Can different Quantum states produce the same measurement for a particular observable?

Question

I'm trying to wrap my head around QM, so forgive me (and please correct me) if I my question or any way in which I explain the concepts as I understand them are wrong.

So this goes my understanding so far:

For a Hermitian operator $\mathcal{\hat A}$ representing the observable $\mathsf{A}$, the eigenfunctions of $\mathcal{\hat A}$, (let's call them $\psi_i$), are the different 'quantum states' (which are all the possible functions for the wave function $\Psi$ to collapse to, I think? sidenote: if that's the case would that mean that $\psi_i$ are not actually wave functions?) for which if you measure the system for the observable $\mathsf{A}$ you will definitely get $\psi_i$ for some particular $i$. And in fact the actual measurement you make is the eigenvalue of $\psi_i$, call it $a_i$. For two different eigenfunctions $\psi_1$ and $\psi_2$ if they have eigenvalues $a_1$ and $a_2$ such that $a_1 \not= a_2$ then $\psi_1$ and $\psi_2$ are orthogonal.

So my question is, if you have two different eigenfunctions $\psi_{n_1}$ and $\psi_{n_2}$ which have the same eigenvalue, $a_n$, then when you measure for $\mathsf{A}$, can you get different quantum states (i.e either $\psi_{n_1}$ or $\psi_{n_2}$)?

And if the actual measurement you record is $a_n$, then how do you know which $\psi_{n_i}$ it corresponds to.
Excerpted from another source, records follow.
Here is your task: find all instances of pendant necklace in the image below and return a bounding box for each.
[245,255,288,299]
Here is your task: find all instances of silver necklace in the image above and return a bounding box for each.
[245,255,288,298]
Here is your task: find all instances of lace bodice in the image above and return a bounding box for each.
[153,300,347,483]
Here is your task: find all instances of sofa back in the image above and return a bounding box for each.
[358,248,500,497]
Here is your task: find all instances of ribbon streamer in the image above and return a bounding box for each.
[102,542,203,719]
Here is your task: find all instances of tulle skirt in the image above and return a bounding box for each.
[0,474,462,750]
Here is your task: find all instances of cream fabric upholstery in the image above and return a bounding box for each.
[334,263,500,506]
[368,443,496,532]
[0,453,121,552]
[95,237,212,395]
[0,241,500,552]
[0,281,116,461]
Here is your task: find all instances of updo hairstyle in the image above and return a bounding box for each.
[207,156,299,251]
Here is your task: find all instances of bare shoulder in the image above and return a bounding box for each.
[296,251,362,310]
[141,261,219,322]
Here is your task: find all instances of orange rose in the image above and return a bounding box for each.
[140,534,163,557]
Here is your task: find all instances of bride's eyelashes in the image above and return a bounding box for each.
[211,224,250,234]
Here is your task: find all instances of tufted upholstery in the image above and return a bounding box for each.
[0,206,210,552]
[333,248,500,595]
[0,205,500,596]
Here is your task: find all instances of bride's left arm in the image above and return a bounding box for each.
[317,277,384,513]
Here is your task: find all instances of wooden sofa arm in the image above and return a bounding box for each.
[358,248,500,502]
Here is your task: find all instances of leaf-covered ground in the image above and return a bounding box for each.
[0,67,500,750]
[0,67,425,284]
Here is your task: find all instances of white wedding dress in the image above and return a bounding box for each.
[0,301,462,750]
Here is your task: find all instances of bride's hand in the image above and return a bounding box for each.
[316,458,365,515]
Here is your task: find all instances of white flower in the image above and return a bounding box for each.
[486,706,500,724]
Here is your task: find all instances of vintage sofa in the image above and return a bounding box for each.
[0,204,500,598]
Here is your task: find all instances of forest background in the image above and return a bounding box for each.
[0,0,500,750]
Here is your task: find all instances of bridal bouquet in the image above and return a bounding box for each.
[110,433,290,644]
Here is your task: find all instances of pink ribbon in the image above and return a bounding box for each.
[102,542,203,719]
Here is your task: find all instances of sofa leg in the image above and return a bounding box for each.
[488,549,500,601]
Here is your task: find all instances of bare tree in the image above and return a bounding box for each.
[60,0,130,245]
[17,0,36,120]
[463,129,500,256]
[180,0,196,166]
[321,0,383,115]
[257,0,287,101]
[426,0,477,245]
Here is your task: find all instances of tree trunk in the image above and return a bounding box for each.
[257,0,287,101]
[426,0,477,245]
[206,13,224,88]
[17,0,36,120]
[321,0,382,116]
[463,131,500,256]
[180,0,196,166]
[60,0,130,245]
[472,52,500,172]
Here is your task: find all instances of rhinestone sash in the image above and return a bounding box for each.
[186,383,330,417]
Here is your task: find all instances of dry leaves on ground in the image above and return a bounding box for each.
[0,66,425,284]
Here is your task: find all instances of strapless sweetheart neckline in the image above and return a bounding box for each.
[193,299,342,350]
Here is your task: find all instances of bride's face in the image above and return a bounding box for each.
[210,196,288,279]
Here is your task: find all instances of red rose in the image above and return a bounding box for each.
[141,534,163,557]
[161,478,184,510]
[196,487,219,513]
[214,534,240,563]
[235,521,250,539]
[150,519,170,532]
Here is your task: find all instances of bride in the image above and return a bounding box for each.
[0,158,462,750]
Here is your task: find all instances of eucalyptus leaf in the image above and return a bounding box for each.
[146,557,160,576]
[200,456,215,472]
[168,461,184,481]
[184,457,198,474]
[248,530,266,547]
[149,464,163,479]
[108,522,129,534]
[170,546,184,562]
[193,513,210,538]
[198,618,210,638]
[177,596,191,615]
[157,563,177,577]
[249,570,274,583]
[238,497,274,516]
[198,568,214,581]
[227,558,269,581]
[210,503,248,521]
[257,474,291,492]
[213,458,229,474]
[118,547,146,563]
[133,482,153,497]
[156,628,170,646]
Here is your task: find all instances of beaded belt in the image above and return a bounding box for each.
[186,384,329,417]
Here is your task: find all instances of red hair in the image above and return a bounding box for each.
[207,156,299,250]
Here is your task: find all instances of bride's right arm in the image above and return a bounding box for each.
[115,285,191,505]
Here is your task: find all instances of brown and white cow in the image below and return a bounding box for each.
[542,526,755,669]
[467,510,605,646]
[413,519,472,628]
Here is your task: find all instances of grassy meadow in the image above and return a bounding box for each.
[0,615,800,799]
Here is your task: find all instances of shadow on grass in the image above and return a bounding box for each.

I guess I'm still not clear on what $\psi_i$ is REALLY representing, if after all it is the eigenvalue $a_i$ that we measure wouldn't the quantum state of the system be defined by $a_i$?

Thanks, and apologies in advance is my question is long winded or unclear.

Answer 1

Suppose you have an eigenbasis for the operator $\mathcal{A}$. Let's say its eigenvalues $\{a_i\}_{i=0}^n$ are all non-degenerate (i.e. they are associated with only one eigenstate $\psi_i$) except for $a_0$, which is degenerate (i.e. it's associated with multiple nontrivial eigenstates $\{\phi_j\}_{j=1}^m$). Then, since any linear combination of the $\phi_j$ is also an eigenstate of $\mathcal{A}$ with the same eigenvalue $a_0$, there is a whole $m$-dimensional space of possible eigenstates.

If you measure $\mathsf{A}$ and get $a_0$ as a result, the "collapse" of the wavefunction is only partial. What's really happening is that the wavefunction you're measuring is projected into the $m$-dimensional eigenspace, so whatever $\phi_j$ components it had before measurement are all that's left.

For example, if we let $n=3$ and $m=2$, we write our wavefunction in this basis as

$$\Psi=c_1\psi_1+c_2\psi_2+c_3\psi_3+k_1\phi_1+k_2\phi_2$$

If you measure $\mathsf{A}$ and get $a_1$, then the wavefunction collapses into $\psi_1$, and likewise for $a_2$ and $\psi_2$, and $a_3$ and $\psi_3$. The coefficients $c_1,c_2,c_3$ determine the probability of measurement of $a_1,a_2,a_3$ (namely, the probability of measuring $a_1$ is $|c_1|^2$, etc.). If you measure $a_0$, then the wavefunction collapses into $k_1\phi_1+k_2\phi_2$ after measurement. Your probability of measuring $a_0$ is $|k_1|^2+|k_2|^2$.